DrGreg said:
...No. To communicate successfully with others, it is best to use established terminology. What you call X4 (and everyone else calls x0) is temporal, not spatial.
As always you make very good points, DrGreg. However, when trying to help one understand what's going on with special relativity I think it helps to emphasize that the 4th dimension is actually spatial, with time used a a parameter just as it is with parametric equations in normal 3-D examples.
DrGreg said:
...Yes, it's one of the four dimensions of spacetime, but it differs from the other three in being timelike, not spacelike. (That's why we call it "spacetime", not "spacespace".)
Of course the 4th dimension is distinguished from the X1, X2, X3. For the observed worldlines in our model (4-dimensional static objects)--they commonly are found to extend for billions of miles along paths in the forward light cone (they're slanted angles related to perceived speeds that are always less than c). But, the X1, X2, and X3 spatial extents of 4-dimensional objects are miniscule compared to the length along X4 (x0 if you wish). Further, just because we have such a distinction between the dimensions along with the additional special distinction that observers move along the 4th dimension--these distinctions do not translate into robbing the 4th dimension of its spatial character (nor does it imply some kind of existence of a mixture of space and time--we really would have no way of giving physical meaning to that kind of concept). Again, movement of something along the 4th dimension doesn't imply anything more than proper time is a parameter.
DrGreg said:
...Proper time (not "time" alone) can play the role of a worldline parameter.
Proper time does indeed play the role of a time parameter: X4 = cT (where T is proper time).
DrGreg said:
...Note that nothing moves in or through spacetime as time is already one of the dimensions in spacetime. Motion of a particle in space corresponds to a static worldline in spacetime.
I certainly agree that no physical object moves along the 4th dimension.
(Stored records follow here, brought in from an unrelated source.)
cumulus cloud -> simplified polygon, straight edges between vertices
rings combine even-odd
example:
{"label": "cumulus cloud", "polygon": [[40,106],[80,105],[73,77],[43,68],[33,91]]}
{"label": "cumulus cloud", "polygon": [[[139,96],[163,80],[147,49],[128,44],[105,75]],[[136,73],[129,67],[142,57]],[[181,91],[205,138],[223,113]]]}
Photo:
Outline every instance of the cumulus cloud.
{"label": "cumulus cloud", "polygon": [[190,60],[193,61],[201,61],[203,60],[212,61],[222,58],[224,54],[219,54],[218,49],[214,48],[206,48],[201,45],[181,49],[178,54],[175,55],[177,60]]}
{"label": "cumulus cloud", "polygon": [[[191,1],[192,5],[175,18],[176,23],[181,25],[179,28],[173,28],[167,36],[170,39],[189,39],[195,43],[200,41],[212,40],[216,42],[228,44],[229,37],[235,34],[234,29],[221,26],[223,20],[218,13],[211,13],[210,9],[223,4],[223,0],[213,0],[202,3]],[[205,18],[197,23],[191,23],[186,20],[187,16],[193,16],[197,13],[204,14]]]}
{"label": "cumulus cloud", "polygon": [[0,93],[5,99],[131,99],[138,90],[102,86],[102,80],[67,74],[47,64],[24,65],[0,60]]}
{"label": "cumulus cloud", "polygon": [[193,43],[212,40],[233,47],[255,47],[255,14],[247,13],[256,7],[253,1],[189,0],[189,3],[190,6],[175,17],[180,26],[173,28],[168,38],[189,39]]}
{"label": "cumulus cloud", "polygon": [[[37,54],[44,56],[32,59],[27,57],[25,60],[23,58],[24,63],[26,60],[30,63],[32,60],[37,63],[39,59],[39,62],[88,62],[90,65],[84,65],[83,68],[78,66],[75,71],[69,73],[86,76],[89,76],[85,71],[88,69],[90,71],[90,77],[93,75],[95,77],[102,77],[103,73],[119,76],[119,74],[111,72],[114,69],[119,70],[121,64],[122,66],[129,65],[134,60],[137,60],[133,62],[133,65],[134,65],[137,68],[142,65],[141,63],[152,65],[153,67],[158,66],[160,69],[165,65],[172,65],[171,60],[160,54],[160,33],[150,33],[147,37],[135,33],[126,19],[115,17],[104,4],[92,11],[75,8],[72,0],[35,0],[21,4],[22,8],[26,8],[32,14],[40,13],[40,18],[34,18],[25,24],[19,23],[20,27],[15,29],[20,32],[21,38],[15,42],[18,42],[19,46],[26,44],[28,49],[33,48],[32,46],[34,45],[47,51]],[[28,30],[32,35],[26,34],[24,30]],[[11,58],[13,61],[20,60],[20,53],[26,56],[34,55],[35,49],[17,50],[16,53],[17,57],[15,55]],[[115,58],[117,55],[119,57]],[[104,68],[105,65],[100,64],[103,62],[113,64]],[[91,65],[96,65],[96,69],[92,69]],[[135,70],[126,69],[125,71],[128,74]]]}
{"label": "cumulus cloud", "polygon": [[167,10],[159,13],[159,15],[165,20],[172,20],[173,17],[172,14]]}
It couldn't--the objects that populate the 4-dimensional universe are themselve static 4-dimensional objects. Yet, in our special relativity model we have some aspect of observers (related to consciousness and time in some way?...) that is moving along the 4th dimension at light speed. We really can't explore that aspect of nature in a forum of this type, since it veers too far outside the guidelines set out for this forum. We just simply state that the "observer" moves along his 4th dimension worldline at light speed, understanding that there is no movement at all of the observer's physical body structure--because, again, that is a static 4-dimensional structure.
Herman Weyl said something like, "...the observer crawls along his world line..."). But of course we would hardly call that crawling (maybe he was thinking a 90 year life time is a long time to crawl from one end of the world line to the other, even at the speed of light).